Israel’s international position is at an all-time low. The world rejects Israel’s occupation of the West Bank, considering it a form of neocolonialism. Relations with Washington are in severe crisis in regard to an eventual nuclear agreement with Iran and its policy in favor of Palestinian statehood. Domestically, Israel suffers from a severe social and ethical crisis, threatening its cohesion and its democratic fabric. The rift between rich and poor, center and periphery, religious and secular, Jews and Arabs, keeps growing, while the current government initiates legislations that curtail the rights of minorities. Many young Israelis seek their future in the German capital Berlin, of all places. Thus, Israel’s horizon seems cloudy, at best.
And yet, Nobel Prize laureate, former President Simon Peres — Israel’s foremost nation builder and statesman — is completely unimpressed with those pitfalls and obstacles on Israel’s road to a better future. During a long chat about Israel’s future, he told Al-Monitor, “2048 will be much better for Israel than people imagine and also for our region as a whole.”

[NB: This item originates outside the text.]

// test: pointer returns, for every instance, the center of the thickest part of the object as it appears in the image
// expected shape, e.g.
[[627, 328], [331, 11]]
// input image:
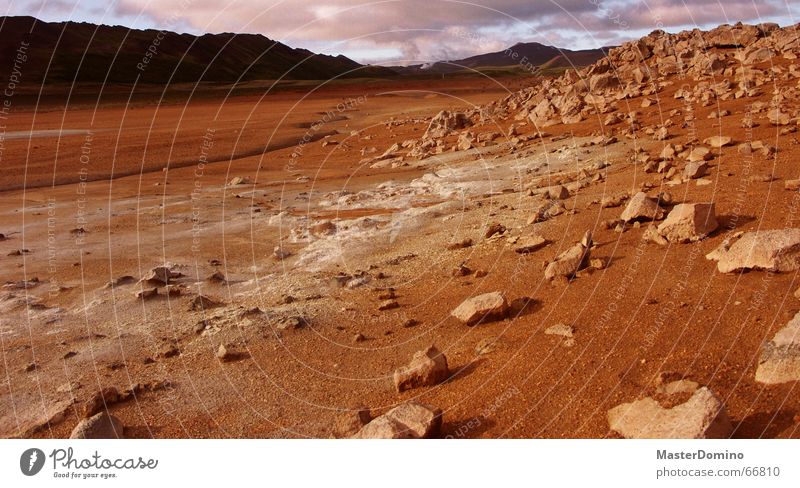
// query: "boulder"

His optimism is based on evaluating global development and progress and assessing their impact on Israel’s future relationships within the region and with the world. For Peres, scientific and technological breakthroughs are at the basis of progress and must be harnessed to the quest of social good. He said that if we could have a telescope showing us the year of 2048, we would not recognize the world, Israel or our region. He told Al-Monitor, “Science and technology will force people, also in our region, to be more open-minded to the world. It will also empower young people to contribute to progress in their societies. It is an unstoppable process, even by the preachers of hate and religious dogma.”

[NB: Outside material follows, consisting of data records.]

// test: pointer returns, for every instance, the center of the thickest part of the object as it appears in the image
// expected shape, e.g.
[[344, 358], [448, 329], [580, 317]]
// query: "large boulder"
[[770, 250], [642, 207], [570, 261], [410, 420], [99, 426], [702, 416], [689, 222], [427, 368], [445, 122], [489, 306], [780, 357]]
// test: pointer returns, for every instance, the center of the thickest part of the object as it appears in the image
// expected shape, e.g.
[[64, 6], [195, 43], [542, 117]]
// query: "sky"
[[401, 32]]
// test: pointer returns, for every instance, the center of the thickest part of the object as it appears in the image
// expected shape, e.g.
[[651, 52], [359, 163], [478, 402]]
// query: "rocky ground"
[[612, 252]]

Technology, according to Peres, will transform and shape the identity of youth in the region, as young people will become fully interconnected within the region and with the world. Dictatorial regimes, including in the Arab world, will find it ever-more difficult to suppress open self-expressions of people on social networks. Freedom of expression will expand over time, and thus democracy will spread.
This greater social transparency, generated by technology and social networks, will contribute to a new global balance, Peres said. In the Middle East, it will enhance the balance between the right for equal chances and resources and the right to be different.
According to the former president, science and technology will lead to a more borderless world as interconnectivity across borders will also create new coalitions of interest and values irrespective of nationality. “With time, the main difference between people will be more in the realm of culture and language, rather than narrow nationalism. Our region, while progressing at a slow pace, will, over time, not be the exception.”
Borders, in his positive vision of the future, will become less relevant. And with that, he is fully convinced that a two-state solution will occur before 2048 and that future relations between Israelis and Palestinians will be mainly of an economic nature.
Peres, who saw so many Israeli governments come and go, is not naive. He is a man who believes that our destination, not our journey, must be defined and envisioned. He knows that the journey to a better 2048 will be difficult, marred with obstacles and even violence. Yet, he is convinced. Driven by his optimistic vision, he acts accordingly.
The past bores Peres. “It is filled with mistakes and written with the red ink of bloody wars,” he said. His great passion is Israel and its destiny. He believes that the Zionist revolution was one of moving toward self-reliance, not only in defense, but in comprehensive nation building; it was a move out of the ghetto. He believes today that the enormous scientific and technological potential Israel holds will eventually force the country to turn in the right direction — the direction of democratization, of coexistence in the region and of establishing a respected place among the nations. He is convinced that this will happen by the time Israel turns 100 years old.
Many cynics quarrel with Peres’ optimism and criticize him for it. Yet, one must remember that he has proven the cynics wrong many times, from the development of the Israeli aviation industry to the Israeli hi-tech revolution, both predicted and initiated by him long before others.
At the very least, talking to this Israeli statesman, one is left with the feeling that Israel’s future, 2048, lies in the hands of the Israelis.